The input \(L_i\) consists of natural mathematical language, specifically mathematical problem descriptions. The target language \(L_f\) is Isar, the structured proof language of the Isabelle/HOL interactive theorem prover.

For an informal input: Prove that there is no function \(f\) from the set of non-negative integers into itself such that \(f(f(n)) = n + 1987\) for every \(n\).

The generated formalization in Isabelle/HOL is:

theorem
fixes f :: "nat \<Rightarrow> nat"
assumes "\<forall> n. f (f n) = n + 1987"
shows False

The semantic equivalence criterion \(E\) requires that all mathematical assumptions and constraints are preserved in the formal theorem statement. The validation criteria \(V\) applied in this setting include BLEU scores to measure surface-level similarity against ground-truth manual formalizations, alongside manual human evaluation to confirm semantic accuracy.

First-Order Logic

The input \(L_i\) comprises natural language questions regarding real-world objects and shapes. The target formalism \(L_f\) is Prover9, utilizing first-order logic syntax.

For an informal input specifying that all squares have four sides and all four-sided things are shapes, the system constructs a set of predicates and formal premises:

\[\forall x(\text{Square}(x) \rightarrow \text{FourSided}(x))\] \[\forall x(\text{FourSided}(x) \rightarrow \text{Shape}(x))\]

The system evaluates the conclusion:

\[\forall x(\text{Square}(x) \rightarrow \text{Shape}(x))\]

The criterion \(E\) requires the logical formulas to capture relevant object properties without introducing spurious parameters. The validation criterion \(V\) is measured by executing the reasoning engine over the formal representation and comparing the derived Boolean answer to a ground-truth label.

Logic Programming

The input \(L_i\) involves natural language descriptions of strategic interactions, specifically bimatrix games (e.g., Battle of the Sexes). The target language \(L_f\) consists of Prolog programs, with reasoning executed via the SWI-Prolog solver.

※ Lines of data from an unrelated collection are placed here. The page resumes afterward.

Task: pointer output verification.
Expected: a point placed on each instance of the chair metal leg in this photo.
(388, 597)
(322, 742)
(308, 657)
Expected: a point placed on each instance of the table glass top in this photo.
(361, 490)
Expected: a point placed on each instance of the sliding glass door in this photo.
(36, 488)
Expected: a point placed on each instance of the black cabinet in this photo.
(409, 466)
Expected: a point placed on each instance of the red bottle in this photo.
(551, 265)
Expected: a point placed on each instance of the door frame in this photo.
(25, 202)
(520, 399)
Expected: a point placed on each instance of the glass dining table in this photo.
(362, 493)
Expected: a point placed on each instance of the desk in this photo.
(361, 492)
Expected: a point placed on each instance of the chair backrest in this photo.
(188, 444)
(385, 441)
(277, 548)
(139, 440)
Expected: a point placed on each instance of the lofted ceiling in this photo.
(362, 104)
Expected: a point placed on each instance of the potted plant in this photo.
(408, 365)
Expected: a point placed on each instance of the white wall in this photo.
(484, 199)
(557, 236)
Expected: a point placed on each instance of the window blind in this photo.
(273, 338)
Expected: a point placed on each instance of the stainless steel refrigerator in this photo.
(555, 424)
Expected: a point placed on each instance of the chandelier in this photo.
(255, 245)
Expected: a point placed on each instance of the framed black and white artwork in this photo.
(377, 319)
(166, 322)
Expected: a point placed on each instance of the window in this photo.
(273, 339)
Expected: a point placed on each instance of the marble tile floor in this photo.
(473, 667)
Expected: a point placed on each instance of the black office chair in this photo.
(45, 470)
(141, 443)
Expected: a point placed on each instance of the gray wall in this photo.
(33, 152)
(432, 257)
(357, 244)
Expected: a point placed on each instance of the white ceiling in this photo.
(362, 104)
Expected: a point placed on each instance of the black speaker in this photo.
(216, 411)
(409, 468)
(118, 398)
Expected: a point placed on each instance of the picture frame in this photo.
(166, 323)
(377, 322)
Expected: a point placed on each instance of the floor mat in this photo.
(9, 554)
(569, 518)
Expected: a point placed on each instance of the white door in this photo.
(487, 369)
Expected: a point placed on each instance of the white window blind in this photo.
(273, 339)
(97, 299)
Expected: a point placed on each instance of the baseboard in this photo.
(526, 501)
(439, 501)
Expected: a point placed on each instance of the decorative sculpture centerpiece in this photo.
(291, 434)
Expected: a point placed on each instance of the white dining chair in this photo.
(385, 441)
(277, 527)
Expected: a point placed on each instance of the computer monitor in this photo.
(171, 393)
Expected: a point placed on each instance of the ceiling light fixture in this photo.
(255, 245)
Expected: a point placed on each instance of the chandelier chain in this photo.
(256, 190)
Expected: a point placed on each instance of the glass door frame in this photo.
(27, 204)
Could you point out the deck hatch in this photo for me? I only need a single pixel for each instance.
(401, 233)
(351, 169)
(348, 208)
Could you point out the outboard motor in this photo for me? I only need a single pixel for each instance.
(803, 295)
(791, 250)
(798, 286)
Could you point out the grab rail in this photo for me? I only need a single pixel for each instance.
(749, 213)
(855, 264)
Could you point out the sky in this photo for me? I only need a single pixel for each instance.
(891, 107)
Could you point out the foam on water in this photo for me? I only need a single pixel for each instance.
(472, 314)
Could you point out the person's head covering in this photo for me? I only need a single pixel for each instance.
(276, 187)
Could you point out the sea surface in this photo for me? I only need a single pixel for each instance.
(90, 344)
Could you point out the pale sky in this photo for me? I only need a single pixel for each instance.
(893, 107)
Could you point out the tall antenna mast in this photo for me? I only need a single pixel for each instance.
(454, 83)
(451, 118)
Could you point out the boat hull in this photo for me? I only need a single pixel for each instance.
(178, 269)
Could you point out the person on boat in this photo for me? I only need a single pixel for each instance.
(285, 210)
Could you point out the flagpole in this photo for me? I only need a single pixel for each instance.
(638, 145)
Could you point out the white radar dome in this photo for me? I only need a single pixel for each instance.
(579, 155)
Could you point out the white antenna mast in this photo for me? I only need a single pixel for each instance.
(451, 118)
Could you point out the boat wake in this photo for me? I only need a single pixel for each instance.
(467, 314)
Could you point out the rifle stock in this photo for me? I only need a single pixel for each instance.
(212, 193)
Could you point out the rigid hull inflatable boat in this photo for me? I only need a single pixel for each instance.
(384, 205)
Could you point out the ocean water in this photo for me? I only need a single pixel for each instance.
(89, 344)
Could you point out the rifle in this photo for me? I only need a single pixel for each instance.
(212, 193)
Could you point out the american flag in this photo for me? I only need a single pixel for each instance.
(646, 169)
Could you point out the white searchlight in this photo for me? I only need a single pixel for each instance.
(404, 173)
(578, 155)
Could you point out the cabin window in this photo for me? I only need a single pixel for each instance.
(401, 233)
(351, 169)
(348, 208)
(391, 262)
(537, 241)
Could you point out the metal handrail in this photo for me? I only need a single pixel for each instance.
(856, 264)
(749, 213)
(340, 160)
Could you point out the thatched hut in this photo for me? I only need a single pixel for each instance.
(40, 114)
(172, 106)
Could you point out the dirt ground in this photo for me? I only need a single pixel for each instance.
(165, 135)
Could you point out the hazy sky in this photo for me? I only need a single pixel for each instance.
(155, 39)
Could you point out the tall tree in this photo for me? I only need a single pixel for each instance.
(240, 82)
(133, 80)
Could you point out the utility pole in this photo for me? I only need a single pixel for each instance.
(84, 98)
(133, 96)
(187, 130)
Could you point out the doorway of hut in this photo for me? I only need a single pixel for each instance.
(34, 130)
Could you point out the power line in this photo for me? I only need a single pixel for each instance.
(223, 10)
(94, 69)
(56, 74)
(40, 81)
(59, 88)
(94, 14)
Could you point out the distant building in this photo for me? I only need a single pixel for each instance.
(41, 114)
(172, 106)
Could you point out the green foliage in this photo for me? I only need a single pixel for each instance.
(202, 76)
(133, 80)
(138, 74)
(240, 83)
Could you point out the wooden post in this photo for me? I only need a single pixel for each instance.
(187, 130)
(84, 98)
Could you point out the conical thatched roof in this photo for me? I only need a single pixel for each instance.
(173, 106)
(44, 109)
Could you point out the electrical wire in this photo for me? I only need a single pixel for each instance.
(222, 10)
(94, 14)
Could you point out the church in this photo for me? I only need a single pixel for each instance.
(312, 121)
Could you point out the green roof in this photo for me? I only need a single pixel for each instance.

The output maps player preferences and actions to a payoff matrix utilizing domain-specific and domain-independent predicates:

payoffBOS(opera, opera, 2, 1).
payoffBOS(football, football, 1, 2).
payoffBOS(opera, football, 0, 0).
payoffBOS(football, opera, 0, 0).

The equivalence criterion \(E\) requires the strict formalization of game rules and utility parameters. Validation \(V\) is completely automated by querying the generated Prolog program for all possible action combinations and comparing the resulting payoff outputs to a ground-truth matrix.

Planning

The input \(L_i\) relies on natural language action descriptions supplemented with allowed predicate symbols. The target language \(L_f\) is the Planning Domain Definition Language (PDDL).

For an informal instruction to fly an airplane between locations, the output formalizes the preconditions and effects into a labeled transition system:

(:action FLY-AIRPLANE
 :parameters (?airplane - airplane ?loc-from - airport ?loc-to - airport)
 :precondition (at ?airplane ?loc-from)
 :effect (and(not(at ?airplane ?loc-from)) (at ?airplane ?loc-to)) )

The semantic equivalence criterion \(E\) tests for domain equivalence, capturing both action behavior and logical consequence. Validation \(V\) utilizes a heuristic domain equivalence test: valid plans generated in a reconstructed domain are cross-validated against the original domain using a plan validation tool. If validation succeeds, semantic behavior is deemed equivalent:

\[\text{Semantics}(L_f') \approx \text{Semantics}(L_f)\]

Knowledge Representation

The input \(L_i\) maps concise declarative natural language sentences to Web Ontology Language (OWL) axioms expressed in Functional Syntax.

For the sentence Anna and Lana are each other’s sisters, the output generates respective TBox and ABox assertions:

Declaration(ObjectProperty(:has_sister))
Declaration(NamedIndividual(:Anna))
Declaration(NamedIndividual(:Lana))
ObjPropAssert(:has_sister :Anna :Lana)
ObjPropAssert(:has_sister :Lana :Anna)

The semantic equivalence criterion \(E\) requires that all relational information is captured by the ontology structure. Validation \(V\) relies primarily on manual verification by ontology engineers. This is supplemented by automated consistency checking and entailment verification utilizing formal ontology reasoners to identify unintended consequences.